In fact, Appassionatamente is a fantasia on the violent emotions of his recent opera, The Ocean Betrayed, so that any simple equation linking life and art is probably facile. And like Colin Matthews's M50, the concert's opener, the piece could equally be heard as a brilliantly concise essay in symphonic velocity. The clash of lean and craggy counterpoint was the fuel for M50, whereas each page of the Henze gave fresh revelations of blended timbre. That kind of sensual charm has always been among his hallmarks, as baritone Alan Opie showed in his reading of the delicate 1950s classic, the Five Neapolitan Songs. From their matrix of love and death, hope and despair, have sprung other Apollonian hymns to desire over the years, as well as Bacchic revels and social polemic. A man who has founded festivals, sparked off riots, conducted, and nurtured young composers must be both energetic and ordered in his life. How the polarities have yielded so much for so many is one of the themes of the festival.

Henze was still struggling for survival in war-torn Germany when Glyndebourne premiered Britten's The Rape of Lucretia in 1946, and Steuart Bedford conducted Sunday's concert performance at Snape Maltings just a month short of its half-century. In this special acoustic, and with a roster of famous names - Thomas Allen as Tarquinius, Jean Rigby as Lucretia, Anthony Rolfe Johnson and Janice Watson as the chorus - it was a transparently clear account that left the work's dramatic form open for inspection.

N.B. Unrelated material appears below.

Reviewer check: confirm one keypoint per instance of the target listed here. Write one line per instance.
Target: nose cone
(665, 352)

There are two sticking points: the sudden dose of Christian morality in the epilogue and, elsewhere, a slight dysfunction between the roles of chorus, monologue and naturalistic speech. To judge from letters assembled by Donald Mitchell, Britten himself defended the piece stoutly, while also learning from the experience. Musically, it remains beyond reproach; Kate Hill's subtle alto flute and Nicholas Daniel's oboe and cor anglais made it lovelier still. Though the problems remain, old operatic law allows errors of sense provided the sounds are good. On these grounds, and beguiled by the Suffolk sunshine in the interval break, it was easy to offer a general pardon.